Tuesday, November 5th 2019

It seems v4.17.2 fails to load on some Windows systems, likely due to a binary dependency introduced. We are investigating but will revert the Latest version to the previous version in the meantime. The dependency has been fixed and we're rolling it out as v4.17.3.


Monday, November 4th 2019

Sensor v4.17.2

  • Small stability fixes.

Removal of old Add-ons This should not affect anyone. We are removing the old Add-ons called "dr" and "tasking" since they have not been actively used in the backend in a long time. They used to be a control method for those features, but the new RBAC has made them irrelevant.


Wednesday, October 30th 2019

Pricing Adjustment Over the past year and half the set of capabilities LimaCharlie is delivering have increased drastically, but through all this time our pricing has stayed the same.This has changed the value provided by LimaCharlie a lot, and it has also changed our costs. Obviously we want to keep increasing the value LimaCharlie provides, and to be able to do that it means we'll need to adjust our pricing to go along.Our intent is therefore to increase the pricing of the base sensor from $0.5 to $0.7 per endpoint per month. This will ensure we can keep growing the platform, adding features and generally making things better. This new pricing will be in effect starting December 1st 2019.If you have questions, thoughts or concerns please get in touch, we always appreciate the feedback.Thanks for your support.
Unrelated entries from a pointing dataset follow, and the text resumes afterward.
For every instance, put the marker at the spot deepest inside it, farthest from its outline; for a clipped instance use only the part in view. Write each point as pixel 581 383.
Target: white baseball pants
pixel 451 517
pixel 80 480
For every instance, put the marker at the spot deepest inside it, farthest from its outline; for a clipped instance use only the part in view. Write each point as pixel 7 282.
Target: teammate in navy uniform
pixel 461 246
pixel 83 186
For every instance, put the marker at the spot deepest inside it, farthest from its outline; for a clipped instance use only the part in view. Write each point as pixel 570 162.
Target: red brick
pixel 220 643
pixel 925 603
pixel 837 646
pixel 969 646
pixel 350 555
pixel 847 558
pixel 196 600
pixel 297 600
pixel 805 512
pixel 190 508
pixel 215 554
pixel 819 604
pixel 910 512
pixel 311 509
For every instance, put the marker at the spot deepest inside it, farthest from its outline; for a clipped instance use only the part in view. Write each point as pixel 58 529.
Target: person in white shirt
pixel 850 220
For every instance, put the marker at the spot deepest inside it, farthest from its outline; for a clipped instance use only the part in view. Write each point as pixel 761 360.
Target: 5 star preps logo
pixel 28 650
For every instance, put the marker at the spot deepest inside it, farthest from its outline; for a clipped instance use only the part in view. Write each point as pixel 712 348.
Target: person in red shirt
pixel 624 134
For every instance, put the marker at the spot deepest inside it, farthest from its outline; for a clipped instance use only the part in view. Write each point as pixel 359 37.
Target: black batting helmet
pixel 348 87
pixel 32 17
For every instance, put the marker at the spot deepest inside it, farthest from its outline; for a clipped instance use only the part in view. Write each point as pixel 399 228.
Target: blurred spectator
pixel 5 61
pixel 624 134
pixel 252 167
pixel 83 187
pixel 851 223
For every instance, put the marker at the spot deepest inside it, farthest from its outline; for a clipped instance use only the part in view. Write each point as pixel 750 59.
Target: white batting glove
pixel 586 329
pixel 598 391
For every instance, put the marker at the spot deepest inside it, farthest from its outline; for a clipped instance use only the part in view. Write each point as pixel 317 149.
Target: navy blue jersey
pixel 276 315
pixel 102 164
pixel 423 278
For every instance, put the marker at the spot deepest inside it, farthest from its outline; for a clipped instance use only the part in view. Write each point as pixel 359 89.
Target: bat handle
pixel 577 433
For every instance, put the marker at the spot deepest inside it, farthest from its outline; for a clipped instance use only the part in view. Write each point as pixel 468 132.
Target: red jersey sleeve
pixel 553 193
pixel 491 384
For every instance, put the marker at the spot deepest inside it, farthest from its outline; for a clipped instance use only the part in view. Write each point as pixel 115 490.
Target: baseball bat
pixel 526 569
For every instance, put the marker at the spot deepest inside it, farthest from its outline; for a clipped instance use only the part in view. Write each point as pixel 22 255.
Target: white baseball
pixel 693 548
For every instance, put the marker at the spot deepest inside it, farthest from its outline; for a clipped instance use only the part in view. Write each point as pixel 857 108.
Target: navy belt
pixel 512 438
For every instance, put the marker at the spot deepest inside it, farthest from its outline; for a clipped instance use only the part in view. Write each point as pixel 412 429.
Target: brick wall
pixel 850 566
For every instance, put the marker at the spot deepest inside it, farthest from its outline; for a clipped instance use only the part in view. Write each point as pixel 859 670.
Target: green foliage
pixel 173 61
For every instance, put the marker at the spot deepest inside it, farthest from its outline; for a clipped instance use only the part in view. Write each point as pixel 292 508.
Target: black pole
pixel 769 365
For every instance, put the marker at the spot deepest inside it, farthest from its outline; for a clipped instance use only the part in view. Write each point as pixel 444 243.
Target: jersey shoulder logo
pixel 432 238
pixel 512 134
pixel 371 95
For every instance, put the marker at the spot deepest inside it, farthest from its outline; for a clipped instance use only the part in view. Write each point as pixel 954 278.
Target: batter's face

Tuesday, October 29th 2019

Sensor v4.17.1

  • Additional hardening of the runtime.

  • Fixes a rare race condition on sensor upgrade that could result in sensor not responding for a long time.

  • Fixes to File Tracking to fix some gaps where some file IO could be missed.
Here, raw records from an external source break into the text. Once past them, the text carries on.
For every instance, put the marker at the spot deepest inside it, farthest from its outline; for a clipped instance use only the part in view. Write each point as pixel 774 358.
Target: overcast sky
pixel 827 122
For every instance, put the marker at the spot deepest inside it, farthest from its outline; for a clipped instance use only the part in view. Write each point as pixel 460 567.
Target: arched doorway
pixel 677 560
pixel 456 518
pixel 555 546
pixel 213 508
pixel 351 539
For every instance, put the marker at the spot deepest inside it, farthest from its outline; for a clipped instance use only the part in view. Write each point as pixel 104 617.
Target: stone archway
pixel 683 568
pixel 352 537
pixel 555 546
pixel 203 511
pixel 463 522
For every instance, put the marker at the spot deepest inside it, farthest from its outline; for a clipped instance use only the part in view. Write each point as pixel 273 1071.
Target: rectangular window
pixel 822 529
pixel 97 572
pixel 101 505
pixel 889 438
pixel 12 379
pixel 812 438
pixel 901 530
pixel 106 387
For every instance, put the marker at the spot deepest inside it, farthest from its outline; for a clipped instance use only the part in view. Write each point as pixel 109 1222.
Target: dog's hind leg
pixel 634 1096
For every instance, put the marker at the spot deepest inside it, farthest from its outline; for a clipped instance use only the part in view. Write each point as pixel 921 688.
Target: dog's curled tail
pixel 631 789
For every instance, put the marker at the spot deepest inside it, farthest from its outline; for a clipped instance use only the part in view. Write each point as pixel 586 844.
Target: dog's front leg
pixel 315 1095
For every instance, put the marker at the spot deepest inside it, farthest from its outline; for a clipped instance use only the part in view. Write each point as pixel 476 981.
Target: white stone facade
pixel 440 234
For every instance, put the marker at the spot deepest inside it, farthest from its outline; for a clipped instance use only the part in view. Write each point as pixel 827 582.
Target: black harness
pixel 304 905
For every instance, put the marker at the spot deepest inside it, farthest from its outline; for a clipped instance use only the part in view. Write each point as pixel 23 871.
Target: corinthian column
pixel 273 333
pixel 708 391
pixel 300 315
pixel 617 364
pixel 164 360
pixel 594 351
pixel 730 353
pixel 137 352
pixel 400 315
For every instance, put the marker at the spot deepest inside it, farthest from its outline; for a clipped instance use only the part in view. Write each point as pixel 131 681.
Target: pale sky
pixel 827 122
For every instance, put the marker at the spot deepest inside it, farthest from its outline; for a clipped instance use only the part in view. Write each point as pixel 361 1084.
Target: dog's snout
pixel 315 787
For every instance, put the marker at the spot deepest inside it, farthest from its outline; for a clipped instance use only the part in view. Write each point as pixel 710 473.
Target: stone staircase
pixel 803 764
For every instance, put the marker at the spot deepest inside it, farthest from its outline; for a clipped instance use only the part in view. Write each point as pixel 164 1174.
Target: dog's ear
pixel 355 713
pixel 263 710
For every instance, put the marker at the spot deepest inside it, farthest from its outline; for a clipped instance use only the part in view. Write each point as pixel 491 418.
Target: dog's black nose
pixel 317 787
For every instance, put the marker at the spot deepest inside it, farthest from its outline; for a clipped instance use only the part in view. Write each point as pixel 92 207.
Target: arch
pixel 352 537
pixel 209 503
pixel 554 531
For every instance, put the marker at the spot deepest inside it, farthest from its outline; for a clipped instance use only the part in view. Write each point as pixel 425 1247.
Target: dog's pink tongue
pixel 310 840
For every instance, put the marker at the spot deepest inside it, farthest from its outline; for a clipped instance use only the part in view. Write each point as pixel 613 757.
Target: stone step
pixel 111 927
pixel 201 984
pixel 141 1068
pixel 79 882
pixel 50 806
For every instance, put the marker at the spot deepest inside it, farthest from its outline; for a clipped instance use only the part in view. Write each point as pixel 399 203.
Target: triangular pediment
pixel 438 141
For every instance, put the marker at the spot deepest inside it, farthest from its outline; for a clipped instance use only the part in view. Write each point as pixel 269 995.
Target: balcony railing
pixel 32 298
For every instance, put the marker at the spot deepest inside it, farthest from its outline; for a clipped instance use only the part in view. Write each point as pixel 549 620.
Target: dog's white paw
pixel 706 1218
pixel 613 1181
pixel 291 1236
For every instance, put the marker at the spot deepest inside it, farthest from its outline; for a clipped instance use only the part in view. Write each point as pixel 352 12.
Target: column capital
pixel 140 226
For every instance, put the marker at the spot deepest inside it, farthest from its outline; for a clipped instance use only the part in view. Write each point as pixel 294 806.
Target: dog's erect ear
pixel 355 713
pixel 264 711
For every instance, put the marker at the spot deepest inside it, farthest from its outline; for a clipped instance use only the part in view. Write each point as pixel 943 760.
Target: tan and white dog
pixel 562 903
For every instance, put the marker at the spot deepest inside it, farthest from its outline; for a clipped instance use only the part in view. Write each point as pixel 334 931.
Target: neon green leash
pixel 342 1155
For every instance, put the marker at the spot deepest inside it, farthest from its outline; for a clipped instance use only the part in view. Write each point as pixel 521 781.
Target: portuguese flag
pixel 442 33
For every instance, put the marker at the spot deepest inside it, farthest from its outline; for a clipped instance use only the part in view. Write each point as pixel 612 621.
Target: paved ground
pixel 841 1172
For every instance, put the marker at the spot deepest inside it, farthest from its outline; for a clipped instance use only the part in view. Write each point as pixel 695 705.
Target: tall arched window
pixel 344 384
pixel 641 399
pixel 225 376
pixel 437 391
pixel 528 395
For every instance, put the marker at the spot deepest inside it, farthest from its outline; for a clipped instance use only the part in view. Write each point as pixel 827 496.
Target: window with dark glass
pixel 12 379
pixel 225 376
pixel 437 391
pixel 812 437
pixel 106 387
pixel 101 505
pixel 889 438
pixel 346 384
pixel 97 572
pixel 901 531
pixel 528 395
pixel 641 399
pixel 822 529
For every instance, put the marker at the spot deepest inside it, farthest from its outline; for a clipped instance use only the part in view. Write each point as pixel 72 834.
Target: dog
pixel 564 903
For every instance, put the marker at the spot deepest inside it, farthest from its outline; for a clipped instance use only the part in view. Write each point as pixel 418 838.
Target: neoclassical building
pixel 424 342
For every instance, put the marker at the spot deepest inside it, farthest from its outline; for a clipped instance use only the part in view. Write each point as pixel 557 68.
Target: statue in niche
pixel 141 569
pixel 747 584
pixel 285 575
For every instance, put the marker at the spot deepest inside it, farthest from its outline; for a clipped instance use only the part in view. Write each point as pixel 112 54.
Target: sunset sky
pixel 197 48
  • Better issue reporting to help us troubleshoot issues.Major

  • The NETWORK_SUMMARY event has been replaced with a new event called NETWORK_CONNECTIONS.

  • The new NETWORK_CONNECTIONS has a similar structure to the SUMMARY, but it now reports ALL network connections in a slightly-batched mode. This means you now will get full net flow data from a single event.

  • Before or after upgrading, you will want to go tweak your D&R rules that referred to the SUMMARY event. The new structure is slightly flatter and can be seen here: https://doc.limacharlie.io/en/master/events/#network_connections


Monday, October 28th 2019

Sigma Support

It's official, the LimaCharlie D&R rules target has been merged into mainline Sigma: https://github.com/Neo23x0/sigma

A dump of the pre-generated community rules is also available on our /rulesrepo: https://github.com/refractionPOINT/rules/tree/master/Sigma


Thursday, October 24th 2019

Cutting Edge Feeds being removed.

The Add-ons currently have available two lc-cutting-edge- feeds. As we move forward with more "managed" options for feeds, rules and services on LimaCharlie both internal and through partners, we will be removing those feeds from public access. They will be back in the short future in a managed format (not requiring D&R rules to be built on them).

This will go in effect today. If you are using them, the only impact is that you will see errors in organization about not having access anymore, but nothing else will be impacted.


Wednesday, October 23rd 2019

The Chrome Sensor is now available on the Chrome Web Store: https://chrome.google.com/webstore/detail/limacharlie-sensor/ljdgkaegafdgakkjekimaehhneieecki


Tuesday, October 22nd 2019

Old output.limacharlie.io

We will be decommissioning the old HTTP streaming service that has been replaced by stream.limacharlie.io shortly.

This method was deprecated mid-September. It was used by the Web App and SDKs. As long as you have reloaded the web app since then and updated the SDK, there should not be any effect. The Web App and SDKs were updated in mid-September and the change was transparent.


Thursday, October 17th 2019

Web UI v2.14.0

We're about to release a Chrome(OS) sensor. You will begin seeing references to it in the web UI. Official announcement will be coming, but will support HTTP request events, DNS events, network isolation etc.


Wednesday, October 7th 2019

Minor update:

We're migrating the D&R rules String Distance operator from using Levenshtein Distance to using Damerau-Levenshtein Distance. This will bring the behavior closer to the usually expected behavior around string distance. The change will be transparent and no rules need updating.


Monday, October 7th 2019

Sensor v4.16.3

  • Performance mode can be managed through Web UI

  • Multiple stability and hardening fixes.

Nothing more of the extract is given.